Мамочку побрили наголо до маленькой синей головки и увели навсегда. Марусечка кричала: «Дядя Францик! Дядя Францик! Спасите!» И ее сильно, наотмашь, ударила женщина в форме. Она потеряла сознание, и на нее лили холодную воду, и она как-то сразу, без перехода стала взрослой, мокрой и несчастливой на всю оставшуюся жизнь.
Ее взяла к себе, «пока не вернется папа», тетя Дуся. Две худые, поцарапанные девчонки с бритыми, но не голубыми, а вычерневшими, будто подкопченными головами выпрямляли, вытягивая изо всей силы, ее кудри. «Кругом война, а ты кудрявая», — строго говорила старшая, Лилька. Но она тогда была уже большой и мудрой, и сказала, что хочет, чтоб ей сделали так, как у них. Наголо.
— Так у них же были воши! — смеялась тетка Дуся. — А ты вся вон какая сытенькая.
Пришлось жить кудрявой и терпеть насмешки бритоголового населения войны. Ее тошнило от козьего молока, а эти две девчонки не могли им напиться. И вечно ходили с белыми окружьями вокруг рта.
Приехал с войны папа. У него дергалось веко и время от времени спазм перекашивал лицо. И тогда все ждали конца его муки, а потом продолжали разговор как ни в чем не бывало.

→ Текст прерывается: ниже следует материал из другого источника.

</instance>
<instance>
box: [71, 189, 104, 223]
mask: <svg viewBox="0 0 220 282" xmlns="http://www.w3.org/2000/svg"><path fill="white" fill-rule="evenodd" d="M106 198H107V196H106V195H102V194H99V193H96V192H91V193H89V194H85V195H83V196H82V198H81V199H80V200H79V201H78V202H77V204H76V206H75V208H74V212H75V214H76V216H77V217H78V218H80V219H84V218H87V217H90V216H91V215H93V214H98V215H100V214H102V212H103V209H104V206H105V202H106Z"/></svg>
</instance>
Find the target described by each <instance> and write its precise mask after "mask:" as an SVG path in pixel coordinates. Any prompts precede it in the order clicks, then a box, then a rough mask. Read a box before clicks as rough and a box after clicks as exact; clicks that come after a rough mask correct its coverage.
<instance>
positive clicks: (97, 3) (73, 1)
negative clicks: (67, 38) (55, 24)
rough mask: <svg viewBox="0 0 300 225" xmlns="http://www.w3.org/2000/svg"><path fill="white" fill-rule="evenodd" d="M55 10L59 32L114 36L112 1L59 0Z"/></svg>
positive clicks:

Она не могла полюбить этого человека. Не мог-ла! И уже понимала, что он знает про это. Потому и кривило его чаще всего, когда она была рядом. Она приносила ему боль. Когда ей было шестнадцать, папа умер. Это был какой-то специфический год. Его называли годом разоблачения культа. Она этого не понимала, ей было все равно: культ — не культ. Отец в гробу лежал красивый и длинный. Впервые она подумала, что они с мамой тоже были неплохой парой, хотя разве можно сравнить? Немца — так получалось! — она считала более красивым.